WACO — There is probably no more iconic law enforcement agency in American history as the Texas Rangers. In fact, the Texas Ranger Division is even older than the state of Texas itself.

The Rangers were founded by Stephen F. Austin in 1823 to protect the hundreds of new settled families who arrived following the Mexican War of Independence. However, the Rangers weren’t formally constituted until 1935. Today, the Texas Ranger Division acts as a statewide investigative law enforcement agency falling under the Texas Department of Public Safety.

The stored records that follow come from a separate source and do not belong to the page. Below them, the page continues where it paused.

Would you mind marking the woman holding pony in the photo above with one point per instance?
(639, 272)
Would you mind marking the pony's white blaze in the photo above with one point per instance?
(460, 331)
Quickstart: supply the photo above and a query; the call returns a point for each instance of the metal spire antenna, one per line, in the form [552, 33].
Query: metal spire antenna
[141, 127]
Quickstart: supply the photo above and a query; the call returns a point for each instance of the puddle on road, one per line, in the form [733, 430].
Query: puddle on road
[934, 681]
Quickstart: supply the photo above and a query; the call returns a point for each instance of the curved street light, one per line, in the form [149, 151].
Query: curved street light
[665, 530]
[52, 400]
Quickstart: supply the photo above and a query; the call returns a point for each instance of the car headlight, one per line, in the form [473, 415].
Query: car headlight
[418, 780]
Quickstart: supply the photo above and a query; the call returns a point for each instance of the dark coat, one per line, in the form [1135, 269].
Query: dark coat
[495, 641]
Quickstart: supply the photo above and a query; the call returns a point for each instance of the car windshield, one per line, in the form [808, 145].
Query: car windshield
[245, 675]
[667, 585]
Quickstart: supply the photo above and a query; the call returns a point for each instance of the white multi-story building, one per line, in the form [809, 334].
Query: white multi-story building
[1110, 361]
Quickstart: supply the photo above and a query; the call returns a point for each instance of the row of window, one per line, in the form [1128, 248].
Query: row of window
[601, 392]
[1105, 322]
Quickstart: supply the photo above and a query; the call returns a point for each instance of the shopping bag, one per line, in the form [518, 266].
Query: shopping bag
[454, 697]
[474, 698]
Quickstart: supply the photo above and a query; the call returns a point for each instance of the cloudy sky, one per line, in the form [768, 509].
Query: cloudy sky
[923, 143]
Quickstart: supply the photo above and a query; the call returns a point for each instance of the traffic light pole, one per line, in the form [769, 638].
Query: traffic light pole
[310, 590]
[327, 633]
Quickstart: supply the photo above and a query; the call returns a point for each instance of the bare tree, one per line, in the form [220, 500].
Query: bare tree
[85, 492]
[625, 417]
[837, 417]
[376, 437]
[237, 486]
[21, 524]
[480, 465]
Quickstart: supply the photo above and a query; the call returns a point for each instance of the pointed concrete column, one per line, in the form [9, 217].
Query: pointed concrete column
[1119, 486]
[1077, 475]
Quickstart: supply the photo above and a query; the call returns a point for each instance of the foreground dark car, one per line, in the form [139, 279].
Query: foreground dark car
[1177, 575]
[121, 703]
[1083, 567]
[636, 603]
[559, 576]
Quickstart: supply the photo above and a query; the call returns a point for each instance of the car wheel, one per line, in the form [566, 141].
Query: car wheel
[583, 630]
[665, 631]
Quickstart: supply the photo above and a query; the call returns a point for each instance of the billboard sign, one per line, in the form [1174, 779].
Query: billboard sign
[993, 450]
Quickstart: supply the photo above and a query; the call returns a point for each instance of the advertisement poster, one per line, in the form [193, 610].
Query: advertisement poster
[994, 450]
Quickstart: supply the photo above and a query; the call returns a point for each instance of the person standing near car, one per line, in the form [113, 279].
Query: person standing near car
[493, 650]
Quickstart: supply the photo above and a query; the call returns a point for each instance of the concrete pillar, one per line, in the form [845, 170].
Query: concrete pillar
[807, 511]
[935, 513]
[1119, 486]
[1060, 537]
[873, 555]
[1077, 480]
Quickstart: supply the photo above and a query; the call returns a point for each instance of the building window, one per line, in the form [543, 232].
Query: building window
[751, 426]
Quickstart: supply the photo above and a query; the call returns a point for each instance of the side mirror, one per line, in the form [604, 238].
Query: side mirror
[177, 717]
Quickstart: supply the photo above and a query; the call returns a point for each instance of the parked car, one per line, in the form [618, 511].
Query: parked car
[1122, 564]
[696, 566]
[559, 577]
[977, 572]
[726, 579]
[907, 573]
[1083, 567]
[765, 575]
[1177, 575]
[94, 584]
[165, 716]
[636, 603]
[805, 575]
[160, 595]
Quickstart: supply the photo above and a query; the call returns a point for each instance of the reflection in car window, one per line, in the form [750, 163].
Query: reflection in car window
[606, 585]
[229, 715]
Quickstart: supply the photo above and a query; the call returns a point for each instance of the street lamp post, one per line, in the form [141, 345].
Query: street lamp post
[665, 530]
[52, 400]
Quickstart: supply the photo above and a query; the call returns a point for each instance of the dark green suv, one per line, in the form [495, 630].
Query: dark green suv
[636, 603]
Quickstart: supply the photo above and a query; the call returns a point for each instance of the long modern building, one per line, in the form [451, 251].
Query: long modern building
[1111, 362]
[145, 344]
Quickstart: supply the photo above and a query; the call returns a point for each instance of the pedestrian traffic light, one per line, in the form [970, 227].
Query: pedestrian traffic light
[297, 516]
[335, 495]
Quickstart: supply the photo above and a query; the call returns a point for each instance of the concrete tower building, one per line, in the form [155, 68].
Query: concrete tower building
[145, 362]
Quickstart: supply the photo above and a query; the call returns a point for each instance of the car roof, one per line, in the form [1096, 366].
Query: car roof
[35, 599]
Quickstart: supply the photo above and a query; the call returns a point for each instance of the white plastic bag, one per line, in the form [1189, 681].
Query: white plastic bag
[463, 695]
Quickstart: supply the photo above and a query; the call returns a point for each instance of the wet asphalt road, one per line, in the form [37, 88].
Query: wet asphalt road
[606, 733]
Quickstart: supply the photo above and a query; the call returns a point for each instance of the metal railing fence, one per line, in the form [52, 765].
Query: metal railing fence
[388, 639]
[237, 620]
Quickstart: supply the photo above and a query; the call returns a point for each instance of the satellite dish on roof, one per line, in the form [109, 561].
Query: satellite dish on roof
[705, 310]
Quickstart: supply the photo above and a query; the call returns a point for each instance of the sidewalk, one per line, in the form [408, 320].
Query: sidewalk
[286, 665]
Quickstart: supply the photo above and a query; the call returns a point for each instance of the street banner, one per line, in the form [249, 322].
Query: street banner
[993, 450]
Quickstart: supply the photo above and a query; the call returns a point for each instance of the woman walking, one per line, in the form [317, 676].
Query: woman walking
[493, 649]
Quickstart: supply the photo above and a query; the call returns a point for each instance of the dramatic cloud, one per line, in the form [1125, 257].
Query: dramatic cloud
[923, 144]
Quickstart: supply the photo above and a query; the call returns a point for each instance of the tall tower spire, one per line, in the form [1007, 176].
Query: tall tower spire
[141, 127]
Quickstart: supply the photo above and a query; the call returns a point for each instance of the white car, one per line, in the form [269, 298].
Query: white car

Waco is the home to the Texas Ranger Hall of Fame and Museum. I grew up watching the CBS classic “Walker, Texas Ranger” with my grandmother and honestly, that’s where I learned everything I knew about the Texas Rangers. So, I decided to visit the museum and learn more about the historic law enforcement agency.

The first gallery I walked through highlights the rich history of the weaponry of the Rangers. The room included an overview of the Colt Revolver from 1848-1900. The rest of the exhibit detailed the various revolvers, rifles and shotguns the Texas Rangers have used while

serving.

My favorite part of the first gallery was the exhibit on historic Texas Ranger badges. There’s an ID badge from Capt. Fred C. Olson issued in 1952 and a badge that belonged to Walter F. Hale, who enlisted in the Rangers in 1918.

The next gallery highlights the first century of the Rangers, protecting the frontier to chasing down bootleggers during prohibition. There’s even an exhibit on the Rangers’ pursuit of the infamous Barrow Gang of Bonnie and Clyde fame.

My favorite gallery in the museum was the Modern Ranger Exhibit, which focuses on the Rangers’ current role as a statewide investigative agency. Some of the early investigative tools were fascinating, including a wire recorder with wrist watch microphone from 1958 that looks straight out of a “James Bond” film.

Of course, the Texas Ranger Museum wouldn’t be complete without an exhibit dedicated to two of the most recognizable Rangers in pop culture – the Lone Ranger and Sgt. Cordell Walker. The “Walker, Texas Ranger” display even has a script from the 1996-1997 season signed by the entire cast, including star Chuck Norris.

The Lone Ranger takes up much of the space in the pop culture room, including books, toys, games and other memorabilia from “The Lone Ranger” film and television franchise.

The Hall of Fame lobby features photographs of all current Rangers and memorials for fallen Rangers and those who have made great impacts on the service.

The museum will be hosting Military Appreciation Days Memorial Day weekend, Saturday-Monday, offering active duty personnel, retirees and veterans free admission and Family members discounted admission.

On June 8, the museum will transform into the frontier of the late 1800s for Home on the Range Day. The Texas Top Guns reenactment group will be putting on demonstrations of the skills necessary for early Texas Rangers to survive from 10 a.m.-2 p.m.

Visitors also will have opportunities to meet with active or retired Texas Rangers and learn about their service and heritage on select Saturdays throughout the summer during the museum’s Texas Ranger Talks.